The House Finance Committee approved Senate Bill 75 by a voice vote along party lines. Democrats asked for a roll call vote, but didn’t follow procedure, and the bill passed. It then moved to the House Rules Committee.
The N.C. Constitution now caps the state income tax rate at 10 percent. The personal income tax stands at 5.499 percent. The rate will fall to 5.25 percent for the 2019 tax year, when the proposed cap would go into effect.
Collegiality between Democratic and Republican members was strained after their two-hour meeting cut into lunchtime and was filled with arguments over the seriousness and intent of legislators’ rhetoric.
The bill’s sponsor, Sen. Tommy Tucker, R-Union, got pushback from Democrats over the potential damage the tax cap could have on the state’s AAA bond rating. Tucker said he thought the bond rating was safe.
John Locke Foundation analyst Joe Coletti, who studies fiscal matters, says responsible budgeting is most important.
“What ratings agencies care about is that you live within your means,” Coletti said. “North Carolina has proven that it can live within its means. If we keep spending under control, everything takes care of itself.”
Rep. Graig Meyer, D-Orange, echoed the left-leaning N.C. Justice Center, which claimed the amendment may cause local governments to raise sales or property taxes to make up for revenue potentially lost from state funds.
Meyer said if the state’s economy worsened in the future, tax increases would hit working people hardest.
Tucker disagreed. He said lawmakers have a duty to set aside money for tough economic times, and could consider increasing revenue from other sources instead of raising the income tax.
Rep. Robert Reives, D-Lee, closed the debate by summarizing the Democratic opposition to an amendment, He said he supported the idea of potentially lowering the tax burden, but “adding things to the constitution gives you the type of inflexibility that it does cause problems in the future.”
A SurveyUSA poll sponsored by the conservative nonprofit Civitas Institute found that 66 percent of registered voters polled would be in favor of an income tax cap amendment. Eighteen percent of voters said they would be opposed to the amendment, while 21 percent said they were unsure.

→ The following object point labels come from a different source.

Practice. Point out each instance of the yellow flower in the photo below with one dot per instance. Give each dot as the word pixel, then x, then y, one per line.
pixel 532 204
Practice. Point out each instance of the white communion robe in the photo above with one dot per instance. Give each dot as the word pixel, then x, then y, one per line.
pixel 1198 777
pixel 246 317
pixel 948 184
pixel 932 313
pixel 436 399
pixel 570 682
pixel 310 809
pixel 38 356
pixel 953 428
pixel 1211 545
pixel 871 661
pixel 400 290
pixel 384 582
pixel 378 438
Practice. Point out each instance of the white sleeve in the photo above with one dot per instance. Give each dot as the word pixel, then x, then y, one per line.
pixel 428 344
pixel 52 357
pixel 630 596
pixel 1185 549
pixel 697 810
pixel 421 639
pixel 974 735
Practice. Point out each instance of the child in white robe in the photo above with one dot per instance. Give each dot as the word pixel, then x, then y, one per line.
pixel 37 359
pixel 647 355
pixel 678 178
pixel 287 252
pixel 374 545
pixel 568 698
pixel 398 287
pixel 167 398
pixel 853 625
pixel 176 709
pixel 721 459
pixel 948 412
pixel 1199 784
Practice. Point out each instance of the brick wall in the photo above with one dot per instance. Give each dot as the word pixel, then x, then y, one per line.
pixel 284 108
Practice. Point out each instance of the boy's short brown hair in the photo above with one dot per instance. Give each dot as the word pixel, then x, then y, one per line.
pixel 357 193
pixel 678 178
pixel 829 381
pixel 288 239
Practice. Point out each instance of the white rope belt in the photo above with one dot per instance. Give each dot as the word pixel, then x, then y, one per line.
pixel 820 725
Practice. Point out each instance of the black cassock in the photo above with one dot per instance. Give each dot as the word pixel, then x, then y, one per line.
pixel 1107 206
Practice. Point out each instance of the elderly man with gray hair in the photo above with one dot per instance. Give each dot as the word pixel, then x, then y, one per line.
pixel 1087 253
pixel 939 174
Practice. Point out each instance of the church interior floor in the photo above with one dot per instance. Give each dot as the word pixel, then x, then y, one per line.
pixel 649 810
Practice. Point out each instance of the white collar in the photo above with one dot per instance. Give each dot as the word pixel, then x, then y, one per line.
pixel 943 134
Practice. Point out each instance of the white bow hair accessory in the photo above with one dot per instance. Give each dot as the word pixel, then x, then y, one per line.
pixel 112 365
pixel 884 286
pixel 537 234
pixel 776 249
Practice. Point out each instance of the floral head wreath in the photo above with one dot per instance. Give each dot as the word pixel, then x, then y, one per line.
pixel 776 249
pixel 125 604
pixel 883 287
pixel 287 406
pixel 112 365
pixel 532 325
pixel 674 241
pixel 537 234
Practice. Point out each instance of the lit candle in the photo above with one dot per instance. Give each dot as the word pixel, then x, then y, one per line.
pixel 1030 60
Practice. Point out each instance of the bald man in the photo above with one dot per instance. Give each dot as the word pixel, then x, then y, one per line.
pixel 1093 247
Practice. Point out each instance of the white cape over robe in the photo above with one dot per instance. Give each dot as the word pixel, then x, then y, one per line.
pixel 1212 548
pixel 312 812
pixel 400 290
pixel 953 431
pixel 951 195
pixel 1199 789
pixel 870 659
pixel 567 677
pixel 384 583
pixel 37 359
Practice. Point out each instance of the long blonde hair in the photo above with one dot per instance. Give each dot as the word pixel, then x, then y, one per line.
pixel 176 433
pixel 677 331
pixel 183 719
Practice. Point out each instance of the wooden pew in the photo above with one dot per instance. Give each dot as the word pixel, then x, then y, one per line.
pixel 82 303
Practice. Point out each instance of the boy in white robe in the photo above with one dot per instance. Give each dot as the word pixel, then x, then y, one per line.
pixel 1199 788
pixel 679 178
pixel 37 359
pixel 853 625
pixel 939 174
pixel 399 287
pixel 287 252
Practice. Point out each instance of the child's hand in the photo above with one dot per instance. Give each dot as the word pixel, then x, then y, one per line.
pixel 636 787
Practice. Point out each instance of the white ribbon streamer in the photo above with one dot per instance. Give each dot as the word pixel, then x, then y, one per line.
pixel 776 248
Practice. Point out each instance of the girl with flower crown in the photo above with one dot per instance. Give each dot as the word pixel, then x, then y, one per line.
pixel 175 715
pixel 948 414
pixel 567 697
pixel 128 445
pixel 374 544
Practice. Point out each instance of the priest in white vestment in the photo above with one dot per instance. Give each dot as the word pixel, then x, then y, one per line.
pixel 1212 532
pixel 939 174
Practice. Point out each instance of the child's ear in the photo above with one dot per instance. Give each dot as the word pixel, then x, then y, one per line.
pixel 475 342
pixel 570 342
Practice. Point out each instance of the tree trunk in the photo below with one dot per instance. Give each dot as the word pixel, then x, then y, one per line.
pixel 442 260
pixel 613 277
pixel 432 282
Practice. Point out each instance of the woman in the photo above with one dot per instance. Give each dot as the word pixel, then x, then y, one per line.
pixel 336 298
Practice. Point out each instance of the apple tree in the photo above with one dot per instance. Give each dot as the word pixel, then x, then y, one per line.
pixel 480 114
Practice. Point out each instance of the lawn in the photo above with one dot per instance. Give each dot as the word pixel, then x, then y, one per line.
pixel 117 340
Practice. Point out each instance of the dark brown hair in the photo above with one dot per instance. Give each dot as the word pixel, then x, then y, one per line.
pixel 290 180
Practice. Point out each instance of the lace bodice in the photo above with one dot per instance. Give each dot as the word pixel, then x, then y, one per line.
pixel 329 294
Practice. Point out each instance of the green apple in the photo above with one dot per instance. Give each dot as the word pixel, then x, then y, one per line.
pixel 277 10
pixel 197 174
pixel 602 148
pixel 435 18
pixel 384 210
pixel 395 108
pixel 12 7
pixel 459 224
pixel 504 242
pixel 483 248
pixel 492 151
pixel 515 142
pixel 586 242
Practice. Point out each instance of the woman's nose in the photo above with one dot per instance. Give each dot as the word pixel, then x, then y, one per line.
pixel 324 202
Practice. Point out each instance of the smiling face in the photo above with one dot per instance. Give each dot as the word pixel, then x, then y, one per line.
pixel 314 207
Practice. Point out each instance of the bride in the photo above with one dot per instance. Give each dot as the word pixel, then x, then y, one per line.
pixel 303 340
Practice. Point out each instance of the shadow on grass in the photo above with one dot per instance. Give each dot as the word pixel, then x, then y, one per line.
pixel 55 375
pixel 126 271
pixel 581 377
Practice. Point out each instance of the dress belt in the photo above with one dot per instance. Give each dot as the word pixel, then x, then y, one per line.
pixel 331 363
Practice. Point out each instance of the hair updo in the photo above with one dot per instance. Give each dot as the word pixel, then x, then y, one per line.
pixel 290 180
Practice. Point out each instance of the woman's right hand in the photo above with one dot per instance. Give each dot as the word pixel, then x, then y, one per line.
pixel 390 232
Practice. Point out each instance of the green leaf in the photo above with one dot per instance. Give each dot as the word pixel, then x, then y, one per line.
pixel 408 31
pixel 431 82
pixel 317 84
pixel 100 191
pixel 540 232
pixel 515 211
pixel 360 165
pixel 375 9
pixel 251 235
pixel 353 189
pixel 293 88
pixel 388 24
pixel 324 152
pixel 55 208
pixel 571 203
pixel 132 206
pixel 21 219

Coletti said that ideally, there would be comprehensive limitations on all taxes. According to the Civitas poll, though, 34 percent of voters were unsure if they would support limiting budget growth to the sum of annual inflation and the population growth rate. It was the only potential amendment of the five surveyed which didn’t get the backing of a majority of respondents.
Civitas Action, the political advocacy arm of Civitas Institute, announced Wednesday it would grade and publicize legislators’ votes on the bill.
“Civitas Action believes in strongly protecting North Carolina taxpayers against future legislatures’ desires to raise taxes to fuel their spending habits,” the group said in a statement.
On ballots this fall, voters would mark that they’re for or against the statement, “Constitutional amendment providing that the rate of tax on incomes shall not exceed five and one-half percent (5.5 percent).” The amendment is one of 18 introduced during the 2017-2018 legislative sessions.